Debe crearse una conexión desde el primer contacto. Alguno, son profesionales de gran efectividad pero con pocas virtudes sociales y viceversa. Debemos entender que acudimos a un abogado por su habilidad profesional por encima de su simpatía personal.

2. Preguntar, preguntar y preguntar

Algunas personas, temen hacer preguntas a su abogado por vergüenza a que sean temas obvios, molestos o inoportunos. Un buen abogado debe estar en la capacidad y disposición de responder todas las preguntas de su cliente.

No temamos preguntar sobre las capacidades técnicas del letrado, su experiencia en casos similares y su porcentaje de éxito. Indagar sobre detalles del caso, de su opinión y la posible estrategia legal, es totalmente válido como cliente.

3. Ser honesto y abierto

El abogado, como el médico, debe saber exactamente todo lo referente al caso. Nuestras actuaciones, faltas y pequeños detalles, pueden marcar la diferencia a la hora de establecer la estrategia legal y/o de asesoría jurídica.

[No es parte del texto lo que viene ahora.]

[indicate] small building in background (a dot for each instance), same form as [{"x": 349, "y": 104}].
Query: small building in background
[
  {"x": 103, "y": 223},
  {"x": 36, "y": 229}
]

El abogado, debe tener la seguridad que no estamos ocultando información, tergiversando los hechos o faltando a la verdad, recordemos que su prestigio profesional también está en juego e incluso puede tener sanciones en su ejercicio.

4. Establece la estrategia de comunicación

Lo más adecuado y que nos evita malestares posteriores, es establecer una estrategia comunicacional desde el minuto uno.

Debemos coordinar con nuestro abogado la periodicidad, método e incluso, duración de las comunicaciones desde la primera consulta. Muchos profesionales lo tienen como parte de su metodología de trabajo. Si no la tiene, podemos plantear una estrategia para hacer la comunicación más efectiva.

Un consejo práctico que usan muchos abogados, es la ponderación de la comunicación de acuerdo a su urgencia, algunos establecen incluso, códigos de colores o algún otro método para las comunicaciones muy urgentes.

5. Ponernos en sus zapatos

Debemos entender que lo más probable, es que nuestro abogado esté gestionando varios casos al mismo tiempo, por lo que debemos tener paciencia y confiar en su capacidad profesional. 

En algunas ocasiones, hay abogados que prefieren no comunicarse con su cliente a menos que haya algún tipo de avance en el caso.


Un buen abogado, será proactivo y establecerá un fluido de comunicación constante y eficiente con su cliente. Brindará informes periódicos sobre los avances y nos dará los posibles escenarios previos a las resoluciones de los juzgados, sabrá entender nuestra angustia personal y también nos tendrá mucha paciencia.